The mechanism by which
raloxifene acts in the
chemoprevention of
breast cancer remains unclear. Because
telomerase activity is involved in
estrogen-induced
carcinogenesis, we examined the effect of
raloxifene on
estrogen-induced up-regulation of
telomerase activity in MCF-7 human
breast cancer cell line.
Raloxifene inhibited the induction of cell growth and
telomerase activity by 17beta-estradiol (E2).
Raloxifene inhibited the E2-induced expression of the human
telomerase catalytic subunit (hTERT), and transient expression assays using
luciferase reporter plasmids containing various fragments of the hTERT promoter showed that the
estrogen-responsive
element appeared to be partially responsible for the action of
raloxifene. E2 induced the phosphorylation of Akt, and pretreatment with a
phosphatidylinositol 3-kinase (PI3K) inhibitor,
LY294002, attenuated the E2-induced increases of the
telomerase activity and hTERT promoter activity.

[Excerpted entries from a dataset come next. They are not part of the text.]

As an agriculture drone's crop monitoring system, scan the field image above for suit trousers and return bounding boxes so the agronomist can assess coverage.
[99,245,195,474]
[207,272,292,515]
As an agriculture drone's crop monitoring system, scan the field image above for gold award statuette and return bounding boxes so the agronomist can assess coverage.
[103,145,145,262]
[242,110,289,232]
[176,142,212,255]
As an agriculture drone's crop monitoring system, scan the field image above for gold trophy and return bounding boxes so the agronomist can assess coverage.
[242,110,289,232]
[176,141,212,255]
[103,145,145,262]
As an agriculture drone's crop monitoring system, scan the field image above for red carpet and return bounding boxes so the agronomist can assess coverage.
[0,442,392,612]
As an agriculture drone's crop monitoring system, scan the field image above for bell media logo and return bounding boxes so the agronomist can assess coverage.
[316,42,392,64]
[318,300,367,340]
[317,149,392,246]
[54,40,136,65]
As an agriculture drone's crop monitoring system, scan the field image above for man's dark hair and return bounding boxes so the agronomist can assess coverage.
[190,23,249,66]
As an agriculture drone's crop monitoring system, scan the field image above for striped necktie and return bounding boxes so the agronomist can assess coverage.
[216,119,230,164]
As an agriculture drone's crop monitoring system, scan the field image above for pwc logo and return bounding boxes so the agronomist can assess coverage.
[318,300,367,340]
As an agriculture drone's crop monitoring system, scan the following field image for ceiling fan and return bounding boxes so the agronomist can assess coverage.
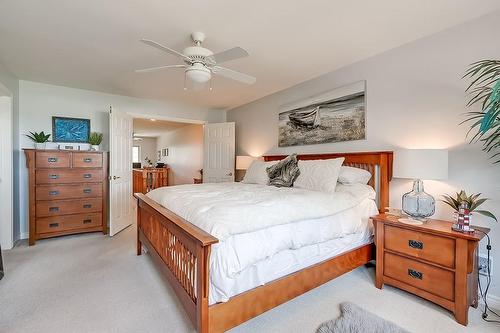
[136,32,256,90]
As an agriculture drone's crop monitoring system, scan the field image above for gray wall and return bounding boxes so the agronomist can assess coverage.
[227,12,500,296]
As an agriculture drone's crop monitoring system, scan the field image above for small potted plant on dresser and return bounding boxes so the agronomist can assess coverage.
[442,190,498,232]
[89,132,103,151]
[26,131,50,149]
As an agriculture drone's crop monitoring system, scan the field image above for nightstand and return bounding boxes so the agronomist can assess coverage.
[371,214,489,325]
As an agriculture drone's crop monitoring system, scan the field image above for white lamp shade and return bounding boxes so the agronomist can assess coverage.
[393,149,448,180]
[236,156,257,170]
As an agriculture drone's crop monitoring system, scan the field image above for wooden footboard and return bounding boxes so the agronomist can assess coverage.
[135,193,218,333]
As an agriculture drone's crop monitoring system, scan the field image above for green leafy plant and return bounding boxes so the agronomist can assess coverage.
[462,60,500,163]
[26,131,50,143]
[89,132,103,146]
[441,190,498,222]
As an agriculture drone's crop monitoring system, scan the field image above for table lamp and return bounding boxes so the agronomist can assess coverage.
[394,149,448,224]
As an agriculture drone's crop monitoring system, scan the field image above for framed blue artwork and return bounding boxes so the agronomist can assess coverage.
[52,117,90,143]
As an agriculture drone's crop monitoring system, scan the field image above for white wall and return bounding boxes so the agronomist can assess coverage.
[133,138,158,166]
[17,81,225,238]
[0,63,20,245]
[227,12,500,296]
[157,125,203,185]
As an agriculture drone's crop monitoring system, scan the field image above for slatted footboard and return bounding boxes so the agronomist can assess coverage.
[135,193,218,333]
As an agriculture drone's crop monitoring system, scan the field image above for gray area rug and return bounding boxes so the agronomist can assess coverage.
[316,302,409,333]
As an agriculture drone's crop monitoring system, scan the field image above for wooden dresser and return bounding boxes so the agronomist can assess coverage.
[372,214,489,325]
[24,149,108,245]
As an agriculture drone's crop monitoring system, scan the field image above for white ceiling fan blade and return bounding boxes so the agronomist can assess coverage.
[135,65,186,73]
[211,47,248,64]
[141,38,191,61]
[212,66,257,84]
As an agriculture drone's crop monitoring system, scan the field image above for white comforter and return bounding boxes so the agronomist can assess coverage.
[147,183,362,241]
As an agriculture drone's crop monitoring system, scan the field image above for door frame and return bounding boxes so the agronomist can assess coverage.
[0,82,14,250]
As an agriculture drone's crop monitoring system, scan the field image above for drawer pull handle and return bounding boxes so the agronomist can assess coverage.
[408,239,424,250]
[408,268,424,280]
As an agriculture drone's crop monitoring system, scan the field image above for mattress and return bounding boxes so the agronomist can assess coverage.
[209,198,378,305]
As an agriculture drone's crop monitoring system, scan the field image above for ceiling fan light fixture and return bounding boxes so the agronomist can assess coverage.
[186,63,212,83]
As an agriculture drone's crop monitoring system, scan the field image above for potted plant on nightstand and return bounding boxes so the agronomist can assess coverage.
[441,190,498,232]
[89,132,103,151]
[26,131,50,149]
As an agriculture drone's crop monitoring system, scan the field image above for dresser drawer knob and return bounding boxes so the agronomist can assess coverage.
[408,239,424,250]
[408,268,424,280]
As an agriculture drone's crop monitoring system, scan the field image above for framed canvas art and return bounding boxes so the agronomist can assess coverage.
[278,81,366,147]
[52,117,90,143]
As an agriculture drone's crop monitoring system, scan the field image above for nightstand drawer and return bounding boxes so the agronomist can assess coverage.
[384,253,455,301]
[384,225,455,268]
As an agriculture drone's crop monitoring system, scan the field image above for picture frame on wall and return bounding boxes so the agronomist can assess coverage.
[278,81,366,147]
[52,116,90,143]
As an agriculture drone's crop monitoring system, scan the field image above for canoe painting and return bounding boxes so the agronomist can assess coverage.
[278,90,366,147]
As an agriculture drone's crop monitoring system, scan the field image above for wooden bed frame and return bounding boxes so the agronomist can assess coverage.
[135,151,392,333]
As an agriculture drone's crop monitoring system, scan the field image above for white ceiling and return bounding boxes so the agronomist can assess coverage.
[0,0,500,108]
[133,118,195,137]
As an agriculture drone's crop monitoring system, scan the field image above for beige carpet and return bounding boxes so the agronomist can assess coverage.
[0,223,500,333]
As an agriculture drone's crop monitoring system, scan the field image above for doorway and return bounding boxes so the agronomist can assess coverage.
[0,83,14,250]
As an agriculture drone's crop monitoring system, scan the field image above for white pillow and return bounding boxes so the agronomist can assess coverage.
[241,160,279,185]
[293,157,344,193]
[339,166,372,185]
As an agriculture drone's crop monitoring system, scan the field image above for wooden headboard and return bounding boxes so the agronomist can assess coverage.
[264,151,392,212]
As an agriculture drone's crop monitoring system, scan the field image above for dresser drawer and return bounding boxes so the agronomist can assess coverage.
[73,153,102,168]
[36,213,102,234]
[35,151,71,168]
[36,184,102,200]
[36,169,103,184]
[384,253,455,301]
[36,198,102,217]
[384,225,455,268]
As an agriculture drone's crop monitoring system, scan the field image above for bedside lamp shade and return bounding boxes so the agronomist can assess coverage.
[394,149,448,180]
[236,156,257,170]
[393,149,448,224]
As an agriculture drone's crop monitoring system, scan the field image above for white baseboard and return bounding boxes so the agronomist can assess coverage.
[479,294,500,310]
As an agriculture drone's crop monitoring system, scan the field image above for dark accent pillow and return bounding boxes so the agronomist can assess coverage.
[266,154,300,187]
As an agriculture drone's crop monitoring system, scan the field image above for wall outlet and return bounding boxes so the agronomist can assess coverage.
[477,254,493,276]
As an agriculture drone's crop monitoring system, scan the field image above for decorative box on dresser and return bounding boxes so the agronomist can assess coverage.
[24,149,108,245]
[372,214,489,325]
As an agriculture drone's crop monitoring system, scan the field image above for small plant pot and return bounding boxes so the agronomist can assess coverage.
[35,142,46,149]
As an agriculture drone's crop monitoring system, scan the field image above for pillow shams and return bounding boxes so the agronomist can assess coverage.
[294,157,344,193]
[338,166,372,185]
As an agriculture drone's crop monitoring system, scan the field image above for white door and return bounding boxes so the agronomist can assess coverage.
[109,107,135,236]
[203,123,235,183]
[0,94,14,250]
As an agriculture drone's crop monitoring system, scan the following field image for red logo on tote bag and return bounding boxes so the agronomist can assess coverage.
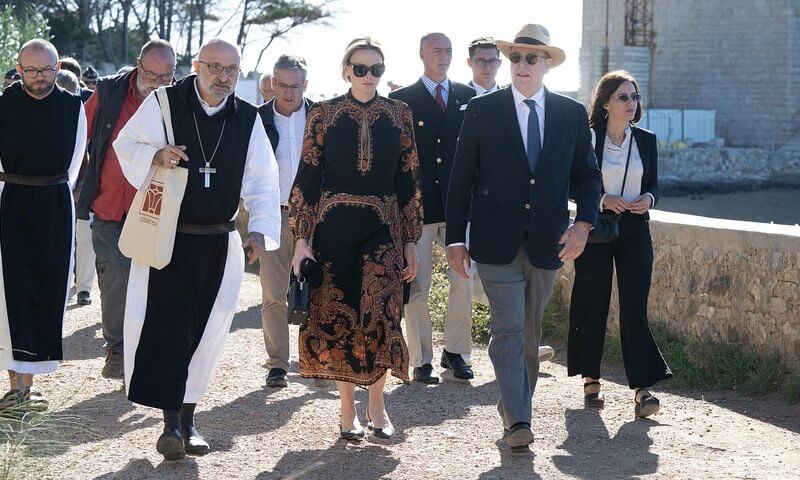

Raloxifene inhibited the E2-induced Akt phosphorylation. In addition,
raloxifene also inhibited the E2-induced hTERT expression via the PI3K/Akt/NFkappaB cascade. Moreover,
raloxifene also inhibited the E2-induced phosphorylation of hTERT, association of NFkappaB with hTERT, and nuclear accumulation of hTERT. These results show that
raloxifene inhibited the E2-induced up-regulation of
telomerase activity not only by transcriptional regulation of hTERT via an
estrogen-responsive
element-dependent mechanism and the PI3K/Akt/NFkappaB cascade but also by post-translational regulation via phosphorylation of hTERT and association with NFkappaB.